El pasado 8 de marzo, el acreditado lingüista y filósofo Noam Chomsky, en colaboración con Ian Roberts y Jeffrey Watumull, publicó un extenso artículo en el New York Times con el título ‘La falsa promesa de ChatGPT’, en el que se analizan las ventajas, los límites y los riesgos de este programa de inteligencia artificial (IA). Después de reconocer que esta tecnología constituye un avance que puede ser útil para la resolución de problemas en algunos campos específicos, los autores desinflan las expectativas generadas en torno a ella al señalar sus limitaciones y sus profundas diferencias con la inteligencia humana, mucho más completa y versátil.
La actual IA, argumentan, solo puede describir lo que ocurre o lo que ocurrió y predecir lo que probablemente ocurrirá, pero se muestra inhábil para distinguir entre lo que es posible y lo que es imposible, entre lo admisible y lo inadmisible. El pensamiento, propio de una verdadera inteligencia, se caracteriza por aportar explicaciones hipotéticas, que si resultan erróneas pueden ser suplidas o superadas por otras mejores. La actual IA solo recoge y maneja —eso sí a gran velocidad— una cantidad ingente de datos, que ordena y distribuye según patrones estandarizados en función de los algoritmos que la rigen.
El resultado es una presentación de contenidos aparentemente coherentes y ordenados, pero carentes de sentido crítico, en los que una teoría o ideología es equivalente a cualquier otra, y por lo tanto da la impresión de que en ella todas valen por igual.
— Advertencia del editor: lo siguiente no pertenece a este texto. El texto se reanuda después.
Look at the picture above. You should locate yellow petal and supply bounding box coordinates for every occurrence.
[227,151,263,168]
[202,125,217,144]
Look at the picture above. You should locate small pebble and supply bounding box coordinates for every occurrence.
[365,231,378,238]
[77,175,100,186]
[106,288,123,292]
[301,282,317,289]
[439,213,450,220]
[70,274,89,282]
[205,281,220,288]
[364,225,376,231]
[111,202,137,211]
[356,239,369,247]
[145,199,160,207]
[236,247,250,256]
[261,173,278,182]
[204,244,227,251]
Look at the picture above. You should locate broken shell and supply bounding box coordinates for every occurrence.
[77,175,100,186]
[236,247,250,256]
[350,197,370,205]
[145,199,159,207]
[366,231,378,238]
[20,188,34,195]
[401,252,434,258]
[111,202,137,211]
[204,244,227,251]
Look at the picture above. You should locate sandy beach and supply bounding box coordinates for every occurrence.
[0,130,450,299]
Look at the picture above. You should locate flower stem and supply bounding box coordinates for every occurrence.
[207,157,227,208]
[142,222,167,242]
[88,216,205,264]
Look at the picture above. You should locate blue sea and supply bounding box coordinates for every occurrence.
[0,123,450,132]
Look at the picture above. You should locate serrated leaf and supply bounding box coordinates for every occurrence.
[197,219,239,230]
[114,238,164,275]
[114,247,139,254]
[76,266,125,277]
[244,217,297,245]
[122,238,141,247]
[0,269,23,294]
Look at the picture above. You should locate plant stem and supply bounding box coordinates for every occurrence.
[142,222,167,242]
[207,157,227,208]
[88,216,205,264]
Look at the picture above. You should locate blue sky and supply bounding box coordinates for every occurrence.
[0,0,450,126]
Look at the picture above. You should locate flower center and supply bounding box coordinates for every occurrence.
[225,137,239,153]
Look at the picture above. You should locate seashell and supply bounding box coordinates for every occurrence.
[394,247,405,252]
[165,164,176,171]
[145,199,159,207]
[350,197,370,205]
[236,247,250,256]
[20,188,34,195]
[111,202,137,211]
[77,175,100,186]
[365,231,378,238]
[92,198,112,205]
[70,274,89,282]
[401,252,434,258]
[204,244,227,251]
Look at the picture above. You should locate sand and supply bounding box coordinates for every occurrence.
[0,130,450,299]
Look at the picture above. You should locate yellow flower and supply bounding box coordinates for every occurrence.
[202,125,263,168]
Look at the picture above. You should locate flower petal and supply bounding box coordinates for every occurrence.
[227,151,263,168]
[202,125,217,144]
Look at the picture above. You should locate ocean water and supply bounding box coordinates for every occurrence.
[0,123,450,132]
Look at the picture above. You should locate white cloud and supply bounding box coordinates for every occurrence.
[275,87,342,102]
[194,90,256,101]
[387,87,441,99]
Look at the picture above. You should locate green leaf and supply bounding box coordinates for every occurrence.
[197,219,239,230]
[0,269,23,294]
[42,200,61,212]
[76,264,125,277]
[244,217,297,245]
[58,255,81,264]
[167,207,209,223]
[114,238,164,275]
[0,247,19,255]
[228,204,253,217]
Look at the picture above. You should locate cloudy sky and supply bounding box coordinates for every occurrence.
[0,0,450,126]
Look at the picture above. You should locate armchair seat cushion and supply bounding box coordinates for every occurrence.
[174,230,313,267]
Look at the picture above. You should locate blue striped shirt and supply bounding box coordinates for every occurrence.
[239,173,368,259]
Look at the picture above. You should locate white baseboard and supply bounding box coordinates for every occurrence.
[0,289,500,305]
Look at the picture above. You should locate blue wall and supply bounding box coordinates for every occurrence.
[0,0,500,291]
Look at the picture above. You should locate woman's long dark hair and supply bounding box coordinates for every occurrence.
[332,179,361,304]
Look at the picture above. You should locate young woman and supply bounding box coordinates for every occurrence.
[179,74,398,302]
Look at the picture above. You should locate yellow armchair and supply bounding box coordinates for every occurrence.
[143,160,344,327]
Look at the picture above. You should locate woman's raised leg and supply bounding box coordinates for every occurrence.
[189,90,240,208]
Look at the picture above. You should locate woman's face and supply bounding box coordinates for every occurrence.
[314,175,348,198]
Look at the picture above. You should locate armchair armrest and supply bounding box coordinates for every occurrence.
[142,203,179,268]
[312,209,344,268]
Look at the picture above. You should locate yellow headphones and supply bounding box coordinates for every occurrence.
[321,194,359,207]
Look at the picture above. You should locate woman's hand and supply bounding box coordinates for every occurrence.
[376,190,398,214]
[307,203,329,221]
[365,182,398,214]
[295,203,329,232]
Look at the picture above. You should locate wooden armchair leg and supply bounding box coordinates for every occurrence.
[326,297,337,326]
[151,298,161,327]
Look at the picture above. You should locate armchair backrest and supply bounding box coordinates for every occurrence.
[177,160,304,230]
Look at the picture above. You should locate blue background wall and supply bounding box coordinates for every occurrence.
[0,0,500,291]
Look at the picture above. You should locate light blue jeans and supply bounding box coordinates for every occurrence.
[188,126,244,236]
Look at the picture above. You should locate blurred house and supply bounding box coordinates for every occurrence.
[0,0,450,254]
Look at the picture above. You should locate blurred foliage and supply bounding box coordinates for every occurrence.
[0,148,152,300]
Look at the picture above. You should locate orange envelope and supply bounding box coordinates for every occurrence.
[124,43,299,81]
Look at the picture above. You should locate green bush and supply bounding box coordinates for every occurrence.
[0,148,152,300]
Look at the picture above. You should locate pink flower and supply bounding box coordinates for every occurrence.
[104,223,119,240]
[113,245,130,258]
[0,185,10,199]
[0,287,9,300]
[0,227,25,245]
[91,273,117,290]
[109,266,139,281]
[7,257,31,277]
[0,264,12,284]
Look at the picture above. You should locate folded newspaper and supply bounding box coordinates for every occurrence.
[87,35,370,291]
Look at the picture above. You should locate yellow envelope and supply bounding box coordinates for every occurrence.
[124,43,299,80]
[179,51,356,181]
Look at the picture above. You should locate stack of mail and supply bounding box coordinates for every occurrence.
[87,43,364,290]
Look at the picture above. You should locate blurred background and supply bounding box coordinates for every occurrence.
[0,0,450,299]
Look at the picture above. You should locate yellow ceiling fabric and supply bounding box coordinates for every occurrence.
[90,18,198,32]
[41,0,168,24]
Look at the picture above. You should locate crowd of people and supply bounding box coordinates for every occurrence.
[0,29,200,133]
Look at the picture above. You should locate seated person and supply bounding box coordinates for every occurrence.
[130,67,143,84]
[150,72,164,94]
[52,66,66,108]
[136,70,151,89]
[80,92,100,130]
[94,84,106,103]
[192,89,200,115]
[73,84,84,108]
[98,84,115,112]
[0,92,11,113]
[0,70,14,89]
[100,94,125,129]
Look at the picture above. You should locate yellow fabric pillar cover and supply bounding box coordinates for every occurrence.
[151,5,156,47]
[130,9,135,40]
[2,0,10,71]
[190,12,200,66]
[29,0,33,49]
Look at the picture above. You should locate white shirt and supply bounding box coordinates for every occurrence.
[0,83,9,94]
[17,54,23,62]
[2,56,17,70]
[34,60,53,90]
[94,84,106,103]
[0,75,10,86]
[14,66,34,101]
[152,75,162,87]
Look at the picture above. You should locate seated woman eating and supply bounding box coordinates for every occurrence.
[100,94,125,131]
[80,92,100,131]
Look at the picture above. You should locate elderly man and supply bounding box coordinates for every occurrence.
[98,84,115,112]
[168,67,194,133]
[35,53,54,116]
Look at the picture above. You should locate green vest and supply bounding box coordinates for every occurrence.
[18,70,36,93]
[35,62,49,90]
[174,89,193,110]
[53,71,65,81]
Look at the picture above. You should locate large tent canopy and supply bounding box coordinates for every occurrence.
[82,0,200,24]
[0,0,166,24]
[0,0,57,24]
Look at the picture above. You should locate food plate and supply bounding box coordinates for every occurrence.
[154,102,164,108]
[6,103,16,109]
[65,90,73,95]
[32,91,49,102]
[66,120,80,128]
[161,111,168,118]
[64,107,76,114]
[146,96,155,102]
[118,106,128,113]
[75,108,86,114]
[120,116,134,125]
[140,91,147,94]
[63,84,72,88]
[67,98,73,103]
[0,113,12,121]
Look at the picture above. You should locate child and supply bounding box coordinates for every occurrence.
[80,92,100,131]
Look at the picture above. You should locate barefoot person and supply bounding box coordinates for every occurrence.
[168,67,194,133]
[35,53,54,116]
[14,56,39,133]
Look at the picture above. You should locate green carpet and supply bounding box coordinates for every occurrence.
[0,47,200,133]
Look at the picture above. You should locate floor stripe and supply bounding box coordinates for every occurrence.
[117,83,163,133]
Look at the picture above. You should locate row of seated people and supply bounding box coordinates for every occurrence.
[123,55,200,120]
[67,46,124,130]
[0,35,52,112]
La IA, al menos en su versión actual, es equidistante y moralmente neutra, generando automáticamente todo tipo de informes exentos de opinión y valoración propias, mostrándose incluso ‘servil’ ante unos usuarios que pueden emplearla sin cortapisas para cualquier propósito por muy nocivo que éste sea.
En esta amoralidad o ausencia de criterios éticos ven Chomsky y sus colaboradores uno de los mayores peligros de esta tecnología, al fomentar una expansión de la ‘banalidad del mal’, en el sentido (procedente de Hannah Arendt) de mera obediencia irreflexiva y normalizada a órdenes o principios injustos.
El riesgo consiste en delegar en la IA, por comodidad o por conveniencia, actividades y decisiones que únicamente a nosotros nos competen
Además, este tipo de sistemas informáticos contribuyen a recortar la capacidad lingüística e intelectual de los humanos, que en su estado natural es mucho más amplia: si éstos producen —según demostró la gramática generativa del propio Chomsky— un número potencialmente infinito de expresiones a partir de una cantidad finita de elementos (palabras y reglas gramaticales). La IA, por el contrario, a pesar de disponer de una infinidad virtual de datos, realiza operaciones mucho más limitadas, pues como se ha dicho, describe y predice hechos pero no es capaz de formular por sí misma explicaciones ni valoraciones.
Personalmente añadiría que, por su propia naturaleza, la IA está basada en procedimientos matemáticos (algoritmos) complejos pero privados, no solo de pensamiento propio, sino también de empatía y emotividad. La nuestra, en cambio, es una «inteligencia sintiente», como la designó Xavier Zubiri, en la que razón y sentimiento se funden. La IA, por tanto, es un instrumento, aunque sofisticado, esencialmente mecánico, que no puede ponerse en nuestro lugar, es decir: ni comprendernos ni, mucho menos, sustituirnos. En realidad, la suya es una inteligencia superficial, incapaz de profundizar como lo hace la dimensión interior de la mente, donde anida la capacidad de pensar y de meditar.
El riesgo consiste en delegar en ella, por comodidad o por conveniencia, actividades y decisiones que únicamente a nosotros nos competen. Como toda tecnología, constituye un simple medio con el que realizar fines o proyectos sobre cuya validez solo a los seres humanos nos corresponde reflexionar.